MANDADO DE SEGURANÇA CONTRA DECISÃO JUDICIAL. IMPETRAÇÃO QUANDO DECORRIDO MAIS DE 120 DIAS DA INTIMAÇÃO DA DECISÃO IMPUGNADA. OPOSIÇÃO DE EMBARGOS DE DECLARAÇÃO. PRAZO DECADENCIAL QUE NÃO SE SUSPENDE OU INTERROMPE PELA OPOSIÇÃO DE EMBARGOS DE DECLARAÇÃO. OS EMBARGOS DE DECLARAÇÃO SÃO DOTADOS DE EFEITO INTERRUPTIVO DOS PRAZOS PARA A INTERPOSIÇÃO DE OUTROS RECURSOS, NÃO SE APLICANDO AO PRAZO DECADENCIAL DE 120 DIAS. DECADÊNCIA RECONHECIDA. EXTINÇÃO DA AÇÃO COM RESOLUÇÃO DO MÉRITO. Impetração do mandado de segurança quando já havia escoado o prazo de 120 dias, a contar da ciência do ato impugnado, consoante o disposto no art. 23 da Lei nº. 12.016/2009. Para justificar a impetração do mandado quando a pretensão mandamental já havia sido fulminada pela decadência, sustenta que a oposição de embargos de declaração teria interrompido o prazo. O prazo decadencial é de direito material, sendo contado em dias corridos e não estando sujeito a suspensão ou interrupção pela oposição de embargos de declaração ou eventual pedido de reconsideração. Embargos de declaração que são dotados de efeito interruptivo dos prazos para a interposição de outros recursos (CPC, art. 1.026), não se aplicando ao prazo decadencial de 120 dias para impetração do mandado de segurança. Indeferimento da petição inicial. Extinção do processo com resolução do mérito. (TJ-RJ - MS: 00377307920198190000 201900401420, Relator: Des(a). ROGÉRIO DE OLIVEIRA SOUZA, Data de Julgamento: 06/07/2023, VIGÉSIMA SEGUNDA CÂMARA CÍVEL, Data de Publicação: 07/07/2023)

 

AGRAVO INTERNO EM MANDADO DE SEGURANÇA. DECADÊNCIA DO DIREITO POTESTATIVO. CIÊNCIA DO ATO LESIVO. WRIT IMPETRADO APÓS O TRANSCURSO DE 120 DIAS. PRAZO INSUSCETÍVEL DE SUSPENSÃO, PRORROGAÇÃO OU INTERRUPÇÃO. DECISÃO AGRAVADA MANTIDA. RECURSO DESPROVIDO. 1. O prazo de 120 dias para se impetrar Mandado de Segurança é contado a partir da ciência inequívoca do ato reputado ilegal ou abusivo.

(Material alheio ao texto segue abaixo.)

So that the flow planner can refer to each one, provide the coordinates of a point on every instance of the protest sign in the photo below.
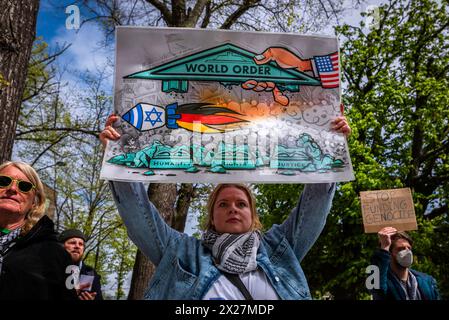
(388, 208)
(226, 106)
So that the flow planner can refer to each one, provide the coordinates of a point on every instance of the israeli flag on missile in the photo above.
(145, 116)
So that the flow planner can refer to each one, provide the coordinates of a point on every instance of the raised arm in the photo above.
(307, 219)
(145, 226)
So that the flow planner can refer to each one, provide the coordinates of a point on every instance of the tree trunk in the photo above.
(142, 272)
(163, 197)
(18, 30)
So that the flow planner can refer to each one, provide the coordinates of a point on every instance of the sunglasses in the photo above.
(24, 186)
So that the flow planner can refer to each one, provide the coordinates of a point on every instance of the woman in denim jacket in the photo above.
(268, 265)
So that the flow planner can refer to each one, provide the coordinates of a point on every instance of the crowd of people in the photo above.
(234, 259)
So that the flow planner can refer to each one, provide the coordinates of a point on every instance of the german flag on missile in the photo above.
(197, 117)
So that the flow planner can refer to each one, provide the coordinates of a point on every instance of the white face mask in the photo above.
(405, 258)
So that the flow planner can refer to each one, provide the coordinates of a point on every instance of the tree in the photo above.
(243, 15)
(397, 77)
(18, 25)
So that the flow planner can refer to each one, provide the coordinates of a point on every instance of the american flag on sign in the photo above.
(327, 68)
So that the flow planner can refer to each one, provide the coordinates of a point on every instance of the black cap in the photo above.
(71, 233)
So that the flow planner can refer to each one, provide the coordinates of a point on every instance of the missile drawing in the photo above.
(198, 117)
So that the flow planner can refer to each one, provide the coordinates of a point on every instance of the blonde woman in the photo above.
(32, 262)
(233, 260)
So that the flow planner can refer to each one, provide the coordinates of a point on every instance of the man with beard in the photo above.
(90, 286)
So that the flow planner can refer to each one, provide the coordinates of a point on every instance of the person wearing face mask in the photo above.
(397, 280)
(74, 242)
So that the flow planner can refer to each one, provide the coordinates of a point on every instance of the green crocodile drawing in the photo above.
(306, 156)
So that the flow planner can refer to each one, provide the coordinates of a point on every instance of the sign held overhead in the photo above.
(388, 208)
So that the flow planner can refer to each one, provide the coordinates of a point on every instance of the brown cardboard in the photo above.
(388, 208)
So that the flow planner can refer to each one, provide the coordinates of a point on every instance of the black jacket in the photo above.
(35, 267)
(96, 285)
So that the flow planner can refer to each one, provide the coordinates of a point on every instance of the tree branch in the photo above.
(195, 14)
(241, 10)
(166, 14)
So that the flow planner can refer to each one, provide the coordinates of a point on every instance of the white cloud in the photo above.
(85, 53)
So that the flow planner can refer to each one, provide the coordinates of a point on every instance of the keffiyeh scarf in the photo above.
(233, 253)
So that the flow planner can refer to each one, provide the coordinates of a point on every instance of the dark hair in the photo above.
(400, 235)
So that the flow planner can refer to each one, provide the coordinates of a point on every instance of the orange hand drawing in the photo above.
(285, 59)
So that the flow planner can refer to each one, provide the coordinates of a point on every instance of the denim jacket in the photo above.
(185, 269)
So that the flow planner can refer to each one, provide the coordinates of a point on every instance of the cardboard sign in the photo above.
(226, 106)
(388, 208)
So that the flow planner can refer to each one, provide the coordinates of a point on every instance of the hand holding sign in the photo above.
(385, 237)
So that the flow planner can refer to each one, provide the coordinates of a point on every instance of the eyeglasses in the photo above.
(24, 186)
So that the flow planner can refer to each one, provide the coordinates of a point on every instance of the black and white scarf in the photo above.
(233, 253)
(7, 240)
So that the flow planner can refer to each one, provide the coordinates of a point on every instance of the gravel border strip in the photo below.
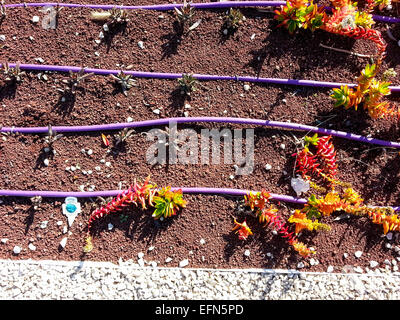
(89, 280)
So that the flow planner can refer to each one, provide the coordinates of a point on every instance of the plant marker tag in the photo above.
(71, 208)
(299, 185)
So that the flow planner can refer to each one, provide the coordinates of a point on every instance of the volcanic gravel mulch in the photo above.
(258, 48)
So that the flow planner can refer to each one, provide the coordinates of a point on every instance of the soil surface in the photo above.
(257, 48)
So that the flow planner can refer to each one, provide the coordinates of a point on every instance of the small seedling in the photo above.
(123, 135)
(2, 11)
(12, 75)
(233, 19)
(36, 202)
(125, 81)
(185, 14)
(187, 84)
(50, 138)
(75, 78)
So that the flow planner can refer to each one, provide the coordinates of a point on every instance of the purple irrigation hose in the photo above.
(167, 121)
(165, 7)
(201, 77)
(114, 193)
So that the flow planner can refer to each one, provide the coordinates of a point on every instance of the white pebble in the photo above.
(183, 263)
(17, 250)
(358, 254)
(373, 264)
(63, 242)
(43, 225)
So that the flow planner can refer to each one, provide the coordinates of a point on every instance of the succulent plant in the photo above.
(125, 81)
(12, 75)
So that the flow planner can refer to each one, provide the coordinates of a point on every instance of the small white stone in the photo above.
(183, 263)
(358, 254)
(63, 242)
(43, 224)
(373, 264)
(17, 250)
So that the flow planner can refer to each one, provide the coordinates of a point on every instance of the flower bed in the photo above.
(204, 228)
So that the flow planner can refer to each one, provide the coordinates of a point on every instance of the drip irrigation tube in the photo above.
(201, 77)
(185, 190)
(165, 7)
(167, 121)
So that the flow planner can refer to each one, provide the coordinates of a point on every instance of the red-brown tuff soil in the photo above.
(258, 48)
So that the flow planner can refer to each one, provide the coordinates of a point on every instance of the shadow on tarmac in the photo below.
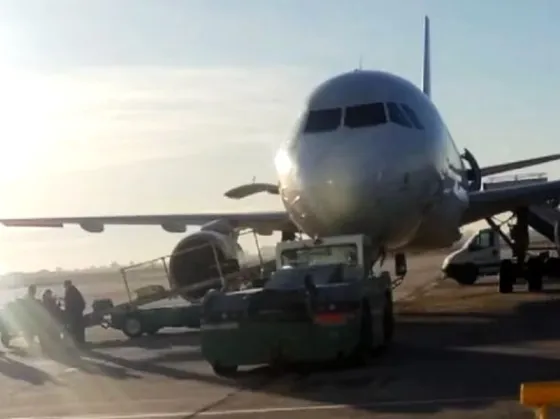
(466, 358)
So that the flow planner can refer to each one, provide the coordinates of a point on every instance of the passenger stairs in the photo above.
(545, 220)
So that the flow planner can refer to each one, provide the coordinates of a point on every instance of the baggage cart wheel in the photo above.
(153, 331)
(224, 370)
(132, 326)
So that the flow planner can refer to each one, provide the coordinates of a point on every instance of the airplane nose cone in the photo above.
(338, 186)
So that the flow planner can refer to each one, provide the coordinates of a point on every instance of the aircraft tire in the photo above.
(132, 326)
(535, 270)
(506, 277)
(224, 370)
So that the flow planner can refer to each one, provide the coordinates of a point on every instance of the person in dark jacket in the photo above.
(51, 331)
(74, 306)
(30, 315)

Sua natureza é decadencial, o que implica dizer que não está sujeito a suspensão, prorrogação ou interrupção (art. 207 do CC). 2. Uma vez demonstrado que desde 9.3.2020, o interessado está ciente da decisão em que foi arbitrada a penalidade prevista no art. 265 do CPP, mas só impetrou o Mandado de Segurança visando alcançar a declaração de nulidade do ato um ano e meio depois, deve ser reconhecida a decadência da impetração e do próprio direito pretendido. 3. A decisão de não conhecimento de Embargos de Declaração opostos contra o comando de arbitramento de multa não integra o pronunciamento anterior e, por isso, não pode ser tomada como como parâmetro para fluência do prazo decadencial. (TJ-MT 10163477920218110000 MT, Relator: RONDON BASSIL DOWER FILHO, Data de Julgamento: 02/12/2021, Turma de Câmaras Criminais Reunidas, Data de Publicação: 07/12/2021)

 

Vê-se, portanto, que o prazo para se impetrar mandado de segurança, de natureza decadencial, é improrrogável e flui sem suspensão ou interrupção da data da ciência, pelo interessado, do ato inquinado de ofensivo a direito líquido e certo.

In casu, conforme ressaltei em despacho de ID n. 15410196, o impetrante teve ciência do ato coator, consistente na sentença prolatada pelo MM. Juiz da Vara Única da Comarca de Cocal-PI, em 21 de julho de 2023 (ID n. 15337954, p. 2129/2130). 

A partir dessa data passou a fluir o lapso de 120 (cento e vinte) dias, considerando que, na contagem do prazo decadencial, o efetivo ato coator é o primeiro em que se firmou a tese hostilizada. No entanto, o presente writ só foi impetrado em 18 de fevereiro de 2024, quando já decorridos 212 (duzentos e doze) dias da sua ciência, verificando-se, assim, sua extemporaneidade.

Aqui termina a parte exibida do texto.